Anyone that knows me will tell you that determination and drive are two qualities that I possess in the bucket load. These are also accompanied by a huge competitive streak and a passion for organisation. It is therefore no surprise that I drew up a basic training plan that I could use to tick my sessions off, and I also registered for ParkRun…although I wouldn’t have the guts to show up until March (something I will write about in a future post).
I won’t lie, to start with it was not enjoyable. The first run I did showed that it had been 5 years and one hard pregnancy since I’d done any running, or proper exercise at all. I couldn’t even make it a mile long; 12 minutes of running and 0.84 miles is what I managed to complete. Could I really do this?
But I stuck with it and it wasn’t long before I was running for over half an hour at a time and also realising that whilst I was running I felt not only free in a physical sense, but a mental one too.

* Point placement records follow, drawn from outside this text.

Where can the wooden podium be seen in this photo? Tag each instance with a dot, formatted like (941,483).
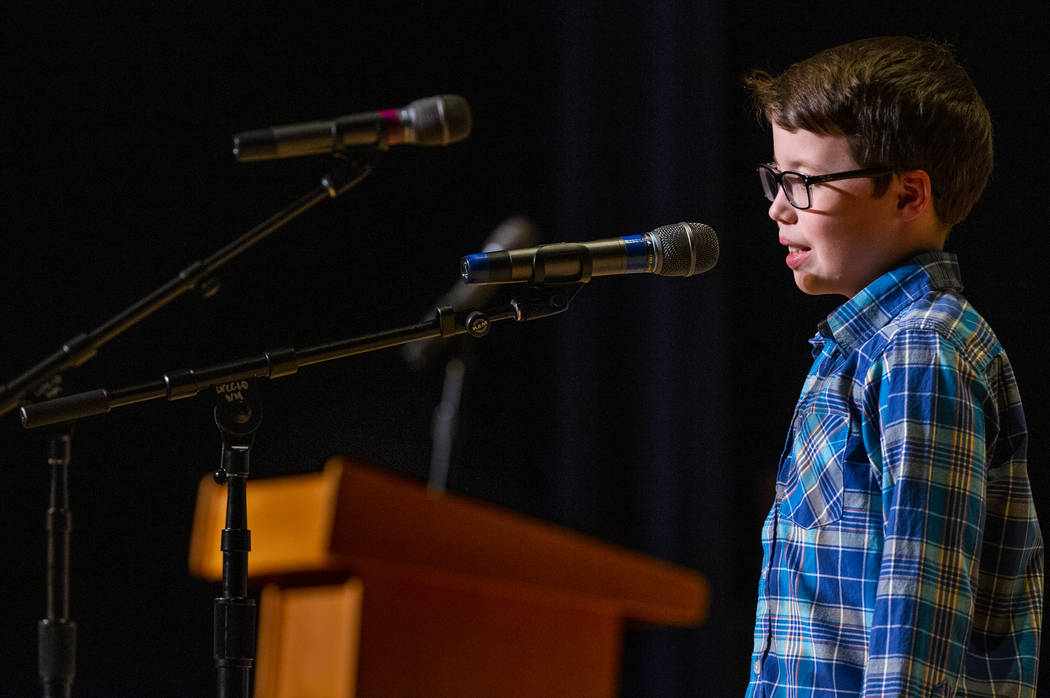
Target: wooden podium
(373,587)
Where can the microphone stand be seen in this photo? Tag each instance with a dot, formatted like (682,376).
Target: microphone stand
(57,633)
(238,418)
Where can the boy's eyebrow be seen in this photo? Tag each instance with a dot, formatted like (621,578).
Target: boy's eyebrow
(791,165)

I had half an hour where I was focusing just on me and what I needed. There was no one to call “Mum” or interrupt me from achieving my task. The benefits were felt not only during my run, but after it too. I felt less resentful when my other half made his way to bed for the day, and I had more patience for the children . Moreover I felt that I had reclaimed my identity as Claire again. I had that thing that I do back again “oh that’s Claire, she runs”.
Physically it didn’t take long for those pounds to shift, and my confidence grew again knowing that I both looked and felt better. I was able to run further and faster with each week that passed.

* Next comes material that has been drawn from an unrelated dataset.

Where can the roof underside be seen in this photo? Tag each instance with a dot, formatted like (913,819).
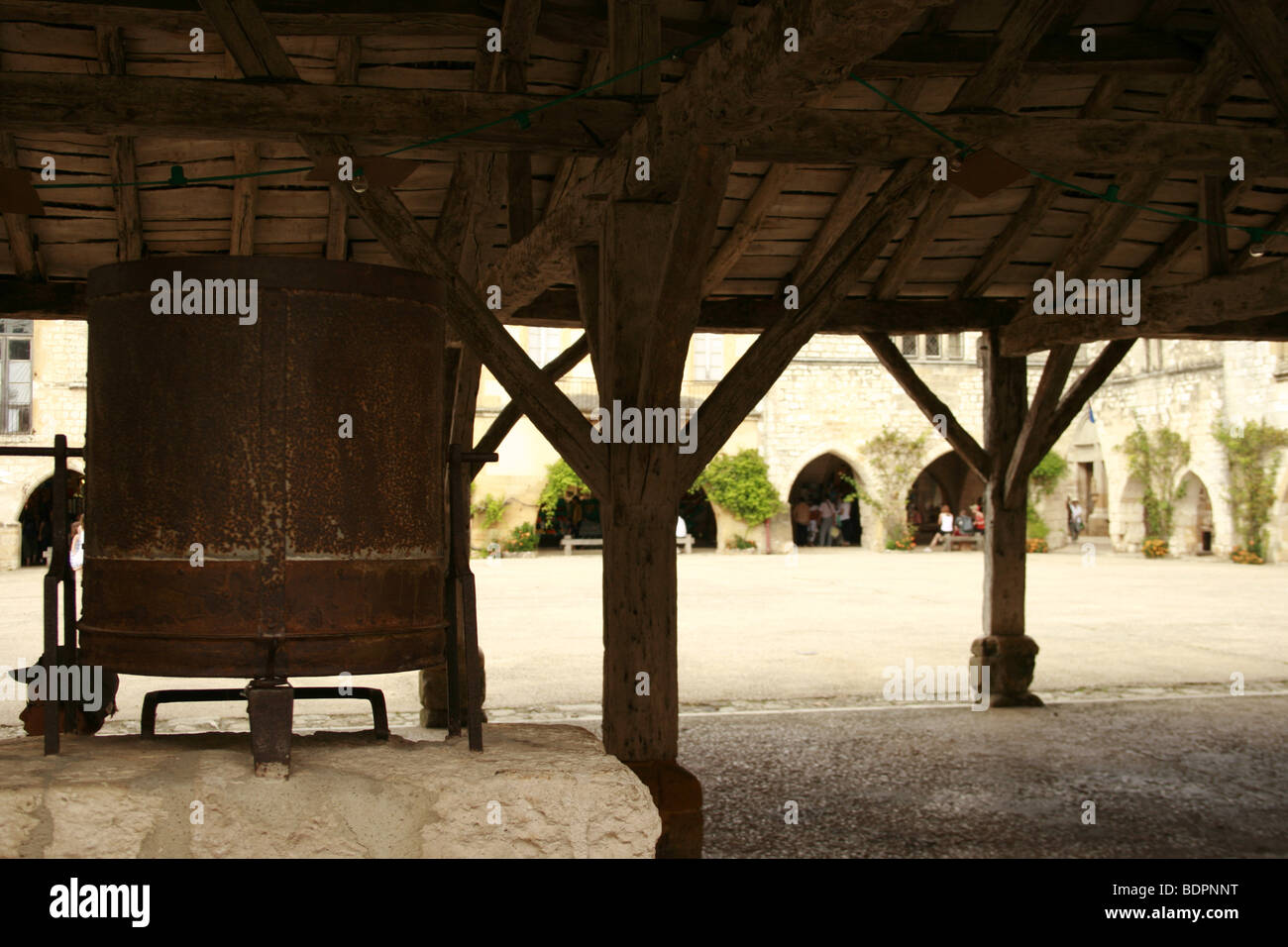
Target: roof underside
(437,52)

Buying myself a Garmin Forerunner watch to track my time and mile splits made me realise that I had made the shift from running for fun, to someone that had well and truly fallen in love with running again and the way it made me look and feel.
We have now entered August 2018 and I am still running. Still feeling the benefits from it, and have very clear goals set. There are races entered; and I am waiting to hear back from my ballot entry for the London Marathon next April… and if I don’t get a place in that I have already made a plan B in the form of the Southampton Marathon.
I have Personal bests over the 5K, 10K and Half Marathon; and whilst my pace is certainly not world class I certainly feel like I’ve won a gold medal each time I make an improvement on these. I’ve made sure that I give myself a reward when this happens which could be anything from taking an extra long soak in a bubble bath, to a nice big glass of red!
Beyond the physical and mental joys I have also started to form an additional social circle. This week I have joined a local running club and am looking forward to meeting up with other members for training runs. There is also a great running community on social media that I am starting to interact with on a regular basis. I love sharing my progress with them and hearing how they are doing against their own goals.
So, to anyone feeling stuck in a rut, feeling stressed or just down on life I would urge them to give running a go. It’s not about how far or how fast you move. It’s all about how it makes you feel; and if its half as good as it does me you will feel on top of the world!!
Claire – running up the miles and smiles!